Aaron Copland (1900-1990), Rodeo : « Hoe Down » (1942)
Enfant chéri du monde musical américain, Copland a fait une partie de ses études auprès de Nadia Boulanger, à Paris, école fertile d’où sont issus certains des plus grands compositeurs américains du 20e siècle tels que Eliott Carter et Philip Glass. Son parcours d’éducateur et de musicien a permis à Copland d’accéder au panthéon des compositeurs américains les plus joués. Certainement l’une de ses œuvres les plus populaires, le ballet Rodeo présente l’histoire d’une cowgirl accomplie qui cherche à se trouver un mari. D’abord rebuté par les manières garçonnes de la jeune fille, un cowboy finit par succomber à ses charmes féminins lors d’une danse. « Hoe Down » est l’épisode final du ballet, une joyeuse danse mêlant quadrilles et reels. Entendu à plusieurs reprises au petit comme au grand écran, l’extrait a même servi pour une campagne publicitaire de l’industrie américaine du bœuf! Musique exubérante sur des rythmes asymétriques et syncopés, « Hoe Down » donne envie de s’élancer sur la piste de danse. L’utilisation des cordes ouvertes met en valeur la saveur folklorique de l’œuvre, tandis que l’inventivité de l’orchestration lui donne une ampleur toute symphonique.

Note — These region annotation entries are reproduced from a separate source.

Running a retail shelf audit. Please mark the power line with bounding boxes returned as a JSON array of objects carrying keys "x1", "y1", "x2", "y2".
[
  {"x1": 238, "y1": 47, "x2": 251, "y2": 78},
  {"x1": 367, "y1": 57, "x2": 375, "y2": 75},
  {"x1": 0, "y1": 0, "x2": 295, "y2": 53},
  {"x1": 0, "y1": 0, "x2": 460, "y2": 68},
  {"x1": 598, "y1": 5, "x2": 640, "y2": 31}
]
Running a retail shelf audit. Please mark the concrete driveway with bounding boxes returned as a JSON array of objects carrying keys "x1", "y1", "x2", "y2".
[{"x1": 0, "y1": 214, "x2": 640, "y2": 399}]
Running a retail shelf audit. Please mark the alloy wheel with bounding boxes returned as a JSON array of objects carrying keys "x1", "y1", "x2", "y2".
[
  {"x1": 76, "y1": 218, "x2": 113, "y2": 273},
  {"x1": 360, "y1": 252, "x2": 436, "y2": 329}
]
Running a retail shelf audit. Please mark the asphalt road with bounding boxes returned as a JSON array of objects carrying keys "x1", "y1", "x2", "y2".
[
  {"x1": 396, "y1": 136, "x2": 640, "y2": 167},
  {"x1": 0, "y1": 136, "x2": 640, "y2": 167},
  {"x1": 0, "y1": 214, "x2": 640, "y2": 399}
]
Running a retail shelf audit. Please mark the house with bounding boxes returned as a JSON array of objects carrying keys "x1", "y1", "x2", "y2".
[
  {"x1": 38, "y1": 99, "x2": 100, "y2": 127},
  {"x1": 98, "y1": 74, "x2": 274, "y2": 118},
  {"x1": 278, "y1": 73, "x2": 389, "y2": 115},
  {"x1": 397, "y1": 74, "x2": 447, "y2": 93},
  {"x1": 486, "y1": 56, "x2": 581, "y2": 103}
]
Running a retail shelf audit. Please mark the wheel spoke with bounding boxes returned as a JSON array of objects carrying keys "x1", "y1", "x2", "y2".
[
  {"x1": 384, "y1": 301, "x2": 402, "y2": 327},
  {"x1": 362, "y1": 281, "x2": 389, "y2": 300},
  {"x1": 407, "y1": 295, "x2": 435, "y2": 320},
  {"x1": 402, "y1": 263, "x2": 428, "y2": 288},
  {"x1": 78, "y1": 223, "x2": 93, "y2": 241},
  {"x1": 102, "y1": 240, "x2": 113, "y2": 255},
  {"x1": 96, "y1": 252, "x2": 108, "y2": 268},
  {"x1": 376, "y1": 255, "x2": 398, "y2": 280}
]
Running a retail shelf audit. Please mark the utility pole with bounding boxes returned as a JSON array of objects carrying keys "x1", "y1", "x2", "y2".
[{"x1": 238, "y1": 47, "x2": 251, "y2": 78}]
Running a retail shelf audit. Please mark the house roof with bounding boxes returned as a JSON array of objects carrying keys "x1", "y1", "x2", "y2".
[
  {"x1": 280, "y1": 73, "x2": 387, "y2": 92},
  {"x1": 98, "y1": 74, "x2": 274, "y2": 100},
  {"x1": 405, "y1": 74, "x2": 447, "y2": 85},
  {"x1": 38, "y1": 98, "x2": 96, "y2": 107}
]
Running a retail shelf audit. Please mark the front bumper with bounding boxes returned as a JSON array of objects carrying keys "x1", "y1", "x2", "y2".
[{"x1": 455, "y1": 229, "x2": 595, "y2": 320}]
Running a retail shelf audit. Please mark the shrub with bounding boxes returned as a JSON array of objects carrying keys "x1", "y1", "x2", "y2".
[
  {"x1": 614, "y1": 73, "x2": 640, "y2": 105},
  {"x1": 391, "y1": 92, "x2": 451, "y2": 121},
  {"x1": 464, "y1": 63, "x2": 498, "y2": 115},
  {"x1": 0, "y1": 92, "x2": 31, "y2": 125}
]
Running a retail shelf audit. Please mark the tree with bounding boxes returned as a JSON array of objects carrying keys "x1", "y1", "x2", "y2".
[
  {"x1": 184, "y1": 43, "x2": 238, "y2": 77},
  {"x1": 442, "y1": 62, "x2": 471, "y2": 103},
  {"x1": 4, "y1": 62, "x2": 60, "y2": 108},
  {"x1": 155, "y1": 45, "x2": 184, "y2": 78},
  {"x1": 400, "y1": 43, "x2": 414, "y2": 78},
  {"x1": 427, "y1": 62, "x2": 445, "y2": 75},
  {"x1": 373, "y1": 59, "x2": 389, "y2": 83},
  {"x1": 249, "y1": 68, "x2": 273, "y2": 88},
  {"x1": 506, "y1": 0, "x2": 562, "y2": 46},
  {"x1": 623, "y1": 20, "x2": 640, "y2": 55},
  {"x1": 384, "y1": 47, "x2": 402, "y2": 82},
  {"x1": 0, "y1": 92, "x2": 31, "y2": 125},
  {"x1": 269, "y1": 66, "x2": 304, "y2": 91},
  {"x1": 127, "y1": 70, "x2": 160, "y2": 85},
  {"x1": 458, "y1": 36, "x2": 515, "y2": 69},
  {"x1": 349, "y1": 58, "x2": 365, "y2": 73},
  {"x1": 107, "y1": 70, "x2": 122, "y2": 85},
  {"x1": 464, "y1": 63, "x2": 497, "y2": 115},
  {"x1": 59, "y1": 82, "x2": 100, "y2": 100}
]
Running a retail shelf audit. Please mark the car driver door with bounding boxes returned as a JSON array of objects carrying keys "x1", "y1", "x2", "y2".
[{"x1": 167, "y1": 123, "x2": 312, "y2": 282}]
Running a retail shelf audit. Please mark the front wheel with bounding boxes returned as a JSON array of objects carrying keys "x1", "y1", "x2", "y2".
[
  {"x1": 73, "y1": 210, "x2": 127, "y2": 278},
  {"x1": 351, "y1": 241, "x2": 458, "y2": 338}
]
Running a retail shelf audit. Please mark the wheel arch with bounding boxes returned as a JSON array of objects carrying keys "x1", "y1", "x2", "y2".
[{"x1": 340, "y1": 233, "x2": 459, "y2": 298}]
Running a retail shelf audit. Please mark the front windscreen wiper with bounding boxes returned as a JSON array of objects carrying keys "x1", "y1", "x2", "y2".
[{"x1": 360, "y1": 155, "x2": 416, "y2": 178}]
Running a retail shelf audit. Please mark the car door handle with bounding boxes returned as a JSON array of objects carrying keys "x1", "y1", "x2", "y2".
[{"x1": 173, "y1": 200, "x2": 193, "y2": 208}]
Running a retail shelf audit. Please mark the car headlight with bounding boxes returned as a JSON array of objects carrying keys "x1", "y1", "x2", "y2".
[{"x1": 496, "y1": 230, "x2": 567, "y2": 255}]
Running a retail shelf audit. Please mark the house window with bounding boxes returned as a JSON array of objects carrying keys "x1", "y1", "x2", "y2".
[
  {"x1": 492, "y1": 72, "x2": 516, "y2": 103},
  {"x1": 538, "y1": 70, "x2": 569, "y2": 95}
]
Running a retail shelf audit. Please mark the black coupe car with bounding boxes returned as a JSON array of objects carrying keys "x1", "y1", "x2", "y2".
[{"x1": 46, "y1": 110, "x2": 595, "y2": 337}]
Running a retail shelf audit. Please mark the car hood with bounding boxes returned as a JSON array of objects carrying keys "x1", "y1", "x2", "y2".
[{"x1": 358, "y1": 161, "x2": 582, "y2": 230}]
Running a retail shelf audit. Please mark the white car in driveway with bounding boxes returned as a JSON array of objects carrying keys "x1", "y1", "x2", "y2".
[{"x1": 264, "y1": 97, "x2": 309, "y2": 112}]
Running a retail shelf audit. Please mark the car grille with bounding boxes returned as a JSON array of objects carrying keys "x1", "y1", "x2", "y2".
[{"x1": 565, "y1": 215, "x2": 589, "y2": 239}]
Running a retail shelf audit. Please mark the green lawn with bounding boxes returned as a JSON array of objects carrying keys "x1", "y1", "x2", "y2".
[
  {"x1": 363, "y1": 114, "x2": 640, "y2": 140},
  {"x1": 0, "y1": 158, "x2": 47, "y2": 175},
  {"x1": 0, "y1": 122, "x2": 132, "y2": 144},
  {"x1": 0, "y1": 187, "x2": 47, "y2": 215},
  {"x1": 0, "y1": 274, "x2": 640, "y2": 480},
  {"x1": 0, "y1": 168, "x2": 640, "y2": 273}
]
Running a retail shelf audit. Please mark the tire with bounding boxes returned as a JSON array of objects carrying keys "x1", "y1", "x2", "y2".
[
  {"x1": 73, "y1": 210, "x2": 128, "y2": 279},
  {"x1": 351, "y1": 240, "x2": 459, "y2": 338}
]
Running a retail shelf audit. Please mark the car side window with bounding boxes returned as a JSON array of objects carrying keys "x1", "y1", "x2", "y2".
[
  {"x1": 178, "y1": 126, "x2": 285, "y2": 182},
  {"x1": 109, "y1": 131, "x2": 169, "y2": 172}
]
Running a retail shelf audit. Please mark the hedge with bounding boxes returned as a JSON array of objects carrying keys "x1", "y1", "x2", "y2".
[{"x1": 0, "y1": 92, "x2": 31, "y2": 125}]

Une section centrale, presque descriptive, rappelle à l’auditeur que Copland est plus qu’un compositeur « populaire », il maîtrise avec brio textures, couleurs et harmonies, pour le plus grand plaisir du public.
Fela Sowande (1905-1987), African Suite (1944)
Compositeur originaire du Nigéria, Fela Sowande est considéré comme le père de la musique classique ouest-africaine. Comme bien des compositeurs africains du 20e siècle, l’influence de la musique d’église amenée par les missionnaires a été déterminante dans son apprentissage. Jeune choriste et organiste, Sowande a ainsi abordé les grands maîtres, tout en prêtant l’oreille au jazz et à la musique populaire nigériane. En 1934, il part étudier à Londres, où il poursuit ses activités musicales comme organiste pour la BBC, notamment. En plus de ses activités de compositeur, Sowande a enseigné à l’Université Howard de Washington, à l’Université de Pittsburgh, ainsi qu’à la Kent State University. Œuvre de maturité, African Suite représente bien le style de Sowande, heureux mariage entre la musique nigériane et les techniques de composition européennes. En effet, on y perçoit l’influence de la musique anglicane, mais aussi celle des mélodies pentatoniques typiques de la musique ouest-africaine. Dans les premier et troisième mouvements, Joyful Day et Onipe, Sowande emprunte des mélodies du compositeur ghanéen Ephrain Amu, qu’il harmonise à sa façon. Le thème du mouvement lent, Nostalgia, exprime toute la mélancolie liée au mal du pays. Lullaby et Akinla concluent l’œuvre avec des mélodies folkloriques et populaires qui, pour l’auditeur nord-américain, offrent tout l’exotisme d’une Afrique ardente.